Mestinya, Bupati dan Walikota melakukan pertanggungjawabannya pada sidang paripurna DPRD kabupaten dan kota yang harus dihadiri oleh Gubernur atau setidaknya Wakil Gubernur beserta pimpinan atau anggota DPRD provinsi. Gubernur wajib memberikan catatan atas laporan pertangungjawaban tersebut, bahkan menolaknya jika terdapat hal-hal yang mengganggu mekanisme kenegaraan. Gubernur juga diberikan waktu dalam paripurna untuk memberikan koreksi atau menilai laporan pertanggungjawaban bupati atau walikota. Penulis berharap dengan mekanisme seperti ini saja, posisi Gubernur di mata bupati dan walikota bisa dikembalikan, setelah hilang selama ini. Bayangkan, betapa banyaknya bupati dan walikota menolak hadir undangan rapat sang gubernur dengan alasan yang terkadang dibuat-dibuat.

Begitu juga dengan gubernur. Ia harus mempertanggungjawabkan laporannya dalam sidang paripurna DPRD provinsi yang dihadiri oleh Presiden atau Wakil Presiden, setidaknya dihadiri oleh Menteri Dalam Negeri beserta anggota atau pimpinan DPR RI/DPD. Presiden berhak memberikan catatan atas laporan pertanggungjawaban sang gubernur. Bahkan presiden berhak untuk merekomendasikan agar pertanggungjawaban tersebut ditolak, karena dianggap mengganggu mekanisme dan program kerja kenegaraan.

Atau bahkan lebih ekstrim lagi. Bupati dan walikota menyampaikan laporan pertanggungjawabannya di sidang paripurna DPRD provinsi, sehingga provinsi lebih tau dan paham tentang daerahnya. Begitu juga gubernur, laporan pertanggungjawabannya harus disampaikan di depan sidang khusus DPR RI di Senayan. Dengan cara seperti ini, pusat menjadi tau soal daerah. Bahkan DPR RI bisa menilai apakah manajemen kenegaraan berjalan dengan baik antara pusat dan daerah.

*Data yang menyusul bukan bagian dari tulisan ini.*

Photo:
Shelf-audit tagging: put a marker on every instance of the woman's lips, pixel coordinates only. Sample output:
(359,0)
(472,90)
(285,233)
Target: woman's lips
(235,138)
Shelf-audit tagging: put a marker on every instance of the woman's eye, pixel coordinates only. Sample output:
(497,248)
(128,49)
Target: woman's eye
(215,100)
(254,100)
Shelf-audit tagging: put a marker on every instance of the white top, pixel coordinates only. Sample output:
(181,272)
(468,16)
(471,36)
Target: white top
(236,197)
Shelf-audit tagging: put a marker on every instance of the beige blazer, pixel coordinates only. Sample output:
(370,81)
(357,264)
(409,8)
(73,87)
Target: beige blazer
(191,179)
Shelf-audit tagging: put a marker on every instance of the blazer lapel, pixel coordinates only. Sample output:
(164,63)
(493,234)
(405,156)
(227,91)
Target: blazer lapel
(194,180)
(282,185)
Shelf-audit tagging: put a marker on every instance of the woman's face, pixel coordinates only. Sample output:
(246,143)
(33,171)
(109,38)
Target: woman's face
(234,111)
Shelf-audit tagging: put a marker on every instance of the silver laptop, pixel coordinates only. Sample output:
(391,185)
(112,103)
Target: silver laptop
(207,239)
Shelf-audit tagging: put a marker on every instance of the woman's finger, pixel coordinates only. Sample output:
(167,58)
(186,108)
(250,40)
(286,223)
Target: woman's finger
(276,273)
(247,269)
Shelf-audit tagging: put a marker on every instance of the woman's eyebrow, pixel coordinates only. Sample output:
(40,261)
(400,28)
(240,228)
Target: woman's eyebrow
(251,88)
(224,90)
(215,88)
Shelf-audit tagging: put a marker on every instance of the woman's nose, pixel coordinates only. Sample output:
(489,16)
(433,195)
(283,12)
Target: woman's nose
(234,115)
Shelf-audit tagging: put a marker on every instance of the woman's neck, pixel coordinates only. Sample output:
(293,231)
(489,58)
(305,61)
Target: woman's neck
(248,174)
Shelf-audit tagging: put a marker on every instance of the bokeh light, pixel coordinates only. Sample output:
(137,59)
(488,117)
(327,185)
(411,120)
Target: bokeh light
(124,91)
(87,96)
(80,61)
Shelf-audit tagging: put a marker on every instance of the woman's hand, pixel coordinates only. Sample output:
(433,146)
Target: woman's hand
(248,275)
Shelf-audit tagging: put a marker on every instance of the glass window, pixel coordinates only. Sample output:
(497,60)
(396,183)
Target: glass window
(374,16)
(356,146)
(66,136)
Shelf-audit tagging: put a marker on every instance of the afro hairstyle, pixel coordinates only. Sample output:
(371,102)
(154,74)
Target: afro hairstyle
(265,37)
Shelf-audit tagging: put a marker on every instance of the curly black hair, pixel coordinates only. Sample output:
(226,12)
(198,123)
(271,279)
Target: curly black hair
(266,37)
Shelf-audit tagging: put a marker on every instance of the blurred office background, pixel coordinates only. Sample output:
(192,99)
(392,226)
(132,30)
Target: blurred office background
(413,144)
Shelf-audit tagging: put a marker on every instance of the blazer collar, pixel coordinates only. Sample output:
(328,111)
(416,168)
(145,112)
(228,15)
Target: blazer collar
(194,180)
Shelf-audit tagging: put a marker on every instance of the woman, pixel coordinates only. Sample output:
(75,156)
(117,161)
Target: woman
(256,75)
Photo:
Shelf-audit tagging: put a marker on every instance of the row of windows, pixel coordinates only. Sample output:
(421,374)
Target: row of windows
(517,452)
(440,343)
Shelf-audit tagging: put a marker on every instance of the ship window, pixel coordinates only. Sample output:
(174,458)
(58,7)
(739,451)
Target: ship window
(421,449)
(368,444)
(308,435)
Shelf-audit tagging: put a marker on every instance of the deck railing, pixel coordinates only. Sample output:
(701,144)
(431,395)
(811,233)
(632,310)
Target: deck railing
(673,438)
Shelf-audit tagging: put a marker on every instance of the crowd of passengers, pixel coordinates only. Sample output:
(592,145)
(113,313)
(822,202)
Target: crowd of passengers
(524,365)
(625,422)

Penulis berharap dengan mekanisme seperti ini, tidak ada tumpang tindih antara kepentingan pusat, provinsi dan daerah. Bisa dibayangkan, sebuah obyek tinjauan pada suatu daerah bisa menerima tamu berkali-kali dalam sebulan. Tamu pertama dari DPRD kabupaten, minggu kedua tamu DPRD provinsi, minggu ketiga menerima tamu dari DPR RI. Padahal di sela-sela itu tamu dari instansi pemerintah juga datang untuk mengecek dan memeriksa sesuai tugas rutin. Apa jadinya kalau seperti itu. Negara amburadul, ampun deh……!!!!!